Sie am Dienstag von den Roma in Aussig initiierte Protestaktion gegen den Bau der Betonmauer endete für sie mit einer Enttäuschung. Zu dieser Kundgebung hatten wir sowohl Präsident Vaclav Havel, Premier Milos Zeman als auch die Vorsitzenden beider Parlamentskammern, Vaclav Klaus und Libuse Benesova, eingeladen, doch niemand von ihnen ist der Einladung gefolgt," sagte der Vorsitzende der Roma-Bürgerinitiative (ROI) Emil Scuka vor Journalisten. Die vom Bau betroffenen Roma schließen nach eigenen Angaben eine Ausreise nach Deutschland nicht aus.

Haushaltslesung im Parlament

Am Dienstag hat das tschechische Abgeordnetenhaus seine turnusmäßige Sitzung im Oktober aufgenommen. Die erste Lesung zum Haushaltsentwurf der tschechischen Regierung für das kommende Jahr sowie der Abgeordnetenentwurf für mehrere Verfassungsnovellierungen aus der Feder der Sozialdemokraten und der ODS sind dabei Gegenstand der Abgeordnetensitzung.

Bereits am Vormittag hat die Regierung ausländische Investionsangebote in Höhe von nahezu 140 Millionen Dollar gebilligt, dank derer unter anderem rund 1200 Arbeitsplätze entstehen werden. Unter den befürworteten Angeboten befindet sich auch die 70 Millionen-Offerte des deutschen Reifenherstellers Continental, an der auch Polen und weitere Länder großes Interesse bekundeten, sagte der tschechische Minister für Industrie und Handel Miroslav Gregr.

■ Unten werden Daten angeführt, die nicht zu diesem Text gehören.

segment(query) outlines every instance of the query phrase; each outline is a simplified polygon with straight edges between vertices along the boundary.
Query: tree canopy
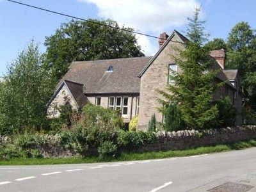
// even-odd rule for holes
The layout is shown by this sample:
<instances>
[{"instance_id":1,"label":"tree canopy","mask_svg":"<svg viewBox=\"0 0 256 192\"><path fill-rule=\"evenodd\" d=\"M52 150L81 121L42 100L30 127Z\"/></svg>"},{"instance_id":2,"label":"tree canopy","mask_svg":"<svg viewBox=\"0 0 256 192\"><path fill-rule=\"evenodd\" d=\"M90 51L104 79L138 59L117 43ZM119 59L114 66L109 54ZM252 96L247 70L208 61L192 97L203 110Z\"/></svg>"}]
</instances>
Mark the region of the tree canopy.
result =
<instances>
[{"instance_id":1,"label":"tree canopy","mask_svg":"<svg viewBox=\"0 0 256 192\"><path fill-rule=\"evenodd\" d=\"M0 83L0 133L40 129L46 122L46 104L52 93L49 74L32 41L9 66Z\"/></svg>"},{"instance_id":2,"label":"tree canopy","mask_svg":"<svg viewBox=\"0 0 256 192\"><path fill-rule=\"evenodd\" d=\"M199 12L196 9L194 17L188 19L187 36L190 41L184 49L177 49L177 56L173 56L182 72L170 76L174 83L168 85L167 92L159 90L164 98L159 100L163 106L179 104L182 119L189 129L209 127L218 115L212 95L220 84L213 83L218 72L209 68L215 61L209 56L209 49L202 46L207 34L204 22L198 19Z\"/></svg>"},{"instance_id":3,"label":"tree canopy","mask_svg":"<svg viewBox=\"0 0 256 192\"><path fill-rule=\"evenodd\" d=\"M143 56L135 35L123 29L133 30L120 28L110 19L63 23L55 34L46 37L46 68L58 82L73 61Z\"/></svg>"}]
</instances>

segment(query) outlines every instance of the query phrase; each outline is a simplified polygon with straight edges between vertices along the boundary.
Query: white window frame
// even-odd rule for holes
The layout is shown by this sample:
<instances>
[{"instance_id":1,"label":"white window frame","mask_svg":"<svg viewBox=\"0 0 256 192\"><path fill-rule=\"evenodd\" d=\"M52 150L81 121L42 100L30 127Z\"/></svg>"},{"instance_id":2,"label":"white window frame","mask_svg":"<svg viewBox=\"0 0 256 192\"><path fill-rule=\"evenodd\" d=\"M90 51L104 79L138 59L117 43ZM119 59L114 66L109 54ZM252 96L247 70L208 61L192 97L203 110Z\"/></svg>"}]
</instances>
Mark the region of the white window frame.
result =
<instances>
[{"instance_id":1,"label":"white window frame","mask_svg":"<svg viewBox=\"0 0 256 192\"><path fill-rule=\"evenodd\" d=\"M52 113L53 116L58 116L58 113L59 113L59 110L58 110L58 106L56 105L53 108L53 113Z\"/></svg>"},{"instance_id":2,"label":"white window frame","mask_svg":"<svg viewBox=\"0 0 256 192\"><path fill-rule=\"evenodd\" d=\"M118 99L120 99L120 105L117 105L117 100L118 100ZM116 109L116 110L120 110L120 111L121 111L121 113L122 113L122 97L116 97L116 100L115 100L115 109ZM120 108L120 109L117 109L117 108Z\"/></svg>"},{"instance_id":3,"label":"white window frame","mask_svg":"<svg viewBox=\"0 0 256 192\"><path fill-rule=\"evenodd\" d=\"M138 115L140 112L140 97L137 97L136 100L136 115Z\"/></svg>"},{"instance_id":4,"label":"white window frame","mask_svg":"<svg viewBox=\"0 0 256 192\"><path fill-rule=\"evenodd\" d=\"M98 104L98 99L100 99L100 104ZM101 106L101 97L96 97L95 106Z\"/></svg>"},{"instance_id":5,"label":"white window frame","mask_svg":"<svg viewBox=\"0 0 256 192\"><path fill-rule=\"evenodd\" d=\"M113 98L113 105L110 104L110 100ZM115 109L115 97L109 97L109 100L108 100L108 108L114 109Z\"/></svg>"},{"instance_id":6,"label":"white window frame","mask_svg":"<svg viewBox=\"0 0 256 192\"><path fill-rule=\"evenodd\" d=\"M175 66L175 69L172 70L171 69L171 66ZM176 63L169 64L169 65L168 65L168 84L173 84L175 83L173 79L170 79L170 76L175 76L176 74L177 74L177 68L178 68L178 66L177 65Z\"/></svg>"},{"instance_id":7,"label":"white window frame","mask_svg":"<svg viewBox=\"0 0 256 192\"><path fill-rule=\"evenodd\" d=\"M124 104L124 100L125 99L127 99L127 105L125 105L125 104ZM127 117L128 117L128 103L129 103L129 97L123 97L123 102L122 102L122 116L123 116L123 117L125 117L125 118L127 118ZM125 108L127 108L127 114L124 114L124 109Z\"/></svg>"}]
</instances>

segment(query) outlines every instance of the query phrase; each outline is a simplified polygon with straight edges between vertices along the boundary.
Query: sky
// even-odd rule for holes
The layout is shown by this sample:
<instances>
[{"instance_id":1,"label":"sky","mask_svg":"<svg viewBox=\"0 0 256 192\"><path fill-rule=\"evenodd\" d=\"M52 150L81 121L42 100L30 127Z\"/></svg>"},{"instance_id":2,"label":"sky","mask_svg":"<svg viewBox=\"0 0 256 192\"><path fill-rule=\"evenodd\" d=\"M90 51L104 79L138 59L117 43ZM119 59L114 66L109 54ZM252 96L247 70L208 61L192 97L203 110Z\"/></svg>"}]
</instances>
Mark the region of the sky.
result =
<instances>
[{"instance_id":1,"label":"sky","mask_svg":"<svg viewBox=\"0 0 256 192\"><path fill-rule=\"evenodd\" d=\"M16 0L83 19L111 19L120 25L154 36L173 29L186 33L188 17L201 6L209 39L227 39L230 29L246 21L256 28L255 0ZM0 0L0 76L33 39L41 52L45 36L70 19ZM146 56L157 51L157 40L136 35Z\"/></svg>"}]
</instances>

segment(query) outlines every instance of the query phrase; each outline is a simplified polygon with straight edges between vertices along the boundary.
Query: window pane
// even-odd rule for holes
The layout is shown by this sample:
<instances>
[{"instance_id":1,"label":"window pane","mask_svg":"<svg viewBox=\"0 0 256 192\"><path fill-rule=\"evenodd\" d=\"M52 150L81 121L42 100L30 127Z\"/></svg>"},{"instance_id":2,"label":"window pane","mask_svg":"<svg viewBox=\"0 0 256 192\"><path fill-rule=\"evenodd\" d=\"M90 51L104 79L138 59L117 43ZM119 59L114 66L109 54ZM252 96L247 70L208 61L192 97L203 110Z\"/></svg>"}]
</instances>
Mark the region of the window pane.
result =
<instances>
[{"instance_id":1,"label":"window pane","mask_svg":"<svg viewBox=\"0 0 256 192\"><path fill-rule=\"evenodd\" d=\"M121 106L121 97L116 97L116 106Z\"/></svg>"},{"instance_id":2,"label":"window pane","mask_svg":"<svg viewBox=\"0 0 256 192\"><path fill-rule=\"evenodd\" d=\"M96 105L97 106L100 106L100 101L101 101L101 97L97 97Z\"/></svg>"},{"instance_id":3,"label":"window pane","mask_svg":"<svg viewBox=\"0 0 256 192\"><path fill-rule=\"evenodd\" d=\"M114 97L110 97L109 99L109 106L114 106Z\"/></svg>"},{"instance_id":4,"label":"window pane","mask_svg":"<svg viewBox=\"0 0 256 192\"><path fill-rule=\"evenodd\" d=\"M123 115L127 115L127 113L128 113L128 108L124 107L123 108Z\"/></svg>"},{"instance_id":5,"label":"window pane","mask_svg":"<svg viewBox=\"0 0 256 192\"><path fill-rule=\"evenodd\" d=\"M124 106L128 106L128 97L124 97Z\"/></svg>"}]
</instances>

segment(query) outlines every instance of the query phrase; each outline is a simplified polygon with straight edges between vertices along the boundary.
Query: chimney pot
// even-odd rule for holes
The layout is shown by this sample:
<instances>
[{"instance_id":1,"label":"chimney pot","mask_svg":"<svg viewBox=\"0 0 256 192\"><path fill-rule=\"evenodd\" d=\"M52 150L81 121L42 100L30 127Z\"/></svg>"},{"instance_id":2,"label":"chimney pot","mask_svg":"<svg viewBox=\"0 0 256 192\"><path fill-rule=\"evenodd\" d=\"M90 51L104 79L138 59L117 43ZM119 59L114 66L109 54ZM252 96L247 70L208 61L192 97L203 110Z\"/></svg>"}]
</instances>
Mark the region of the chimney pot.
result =
<instances>
[{"instance_id":1,"label":"chimney pot","mask_svg":"<svg viewBox=\"0 0 256 192\"><path fill-rule=\"evenodd\" d=\"M165 33L165 32L163 32L160 34L159 38L158 39L158 44L159 45L159 49L162 47L162 45L166 41L168 36L169 36L169 35L168 35L166 34L166 33Z\"/></svg>"},{"instance_id":2,"label":"chimney pot","mask_svg":"<svg viewBox=\"0 0 256 192\"><path fill-rule=\"evenodd\" d=\"M224 69L226 60L226 52L225 50L223 49L213 50L211 51L210 55L217 61L222 69Z\"/></svg>"}]
</instances>

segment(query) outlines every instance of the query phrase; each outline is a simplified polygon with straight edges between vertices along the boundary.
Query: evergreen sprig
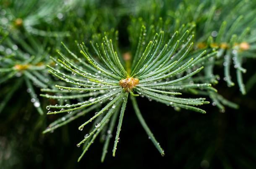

Havel eröffnete Diskussionsveranstaltung "Forum 2000" in Prag

In Prag sind am Montag zahlreiche Politiker, Künstler und Wirtschaftswissenschaftler zur dritten internationalen Diskussionsveranstaltung "Forum 2000" zusammengekommen. Der tschechische Staatspräsident Vaclav Havel forderte zu Beginn des dreitägigen Treffens die Teilnehmer zu intensiven Gesprächen über den Stand der Zivilisation auf. Sinn der Veranstaltung in der Prager Burg sei "ein ehrlicher Meinungsaustausch von Menschen aller Kontinente", sagte Havel, der das "Forum 2000" erstmals im Jahr 1997 initiiert hatte. Am diesjährigen Treffen nehmen unter anderen die Vizepräsidentin des Deutschen Bundestages, Antje Vollmer, die US-Literatur-Nobelpreisträgerin Toni Morrison und der frühere südafrikanische Staatspräsident Frederik Willem de Klerk teil. Mehr zu diesem Thema im anschließenden Beitragsblock.

International gesuchter Drogenboss in Prag verhaftet

Ein international gesuchter Drogenboss, der im Juli dieses Jahres aus einem Gefängnis in der Schweiz ausgebrochen war, ist am Montag in Prag von Mitarbeitern der Nationalen Antidrogen-Zentrale aufgespürt und verhaftet worden. Bei dem Einsatz, an dem 20 tschechische Polizisten beteiligt waren, wurden neben dem Drogenboss, dessen Name nur mit den Initialen M.F. angegeben wurde, vier weitere Mitglieder der tschechisch-schweizerischen Drogenbande festgenommen. M.F. war erstmals am 5. März 1996 in Zürich bei einer gemeinsamen Operation tschechischer und Schweizer Polizisten festgenommen worden.

Und hier die aktuelle Wettervorhersage:

Am Mittwoch liegt die Tschechische Republik unter dem Einfluss eines Hochdruckausläufers. Es wird überwiegend heiter sein, in den Morgenstunden ist vereinzelt mit Frühnebel zu rechnen. Die Tageshöchsttemperaturen erreichen Werte zwischen 11 und 15 Grad Celsius und in Höhenlagen über 1000 Meter nur bis zu 7 Grad Celsius.

Die weiteren Aussichten:

Am Donnerstag und Freitag nimmt der Hochdruckeinfluss ab und es kommt wieder zum Zustrom kühlerer Luftmassen von Norden her. Es wird heiter bis bewölkt, örtlich ist mit Regenschauern und in den oberen Gebirgsregionen sogar mit leichtem Schneefall zu rechnen. Die Nachttemperaturen bewegen sich zwischen 6 und 2 Grad, vereinzelt ist mit Bodenfrost zu rechnen, die Tageshöchstwerte liegen zwischen 10 und 14 Grad am Donnerstag und zwischen 8 und 12 Grad Celsius am Freitag.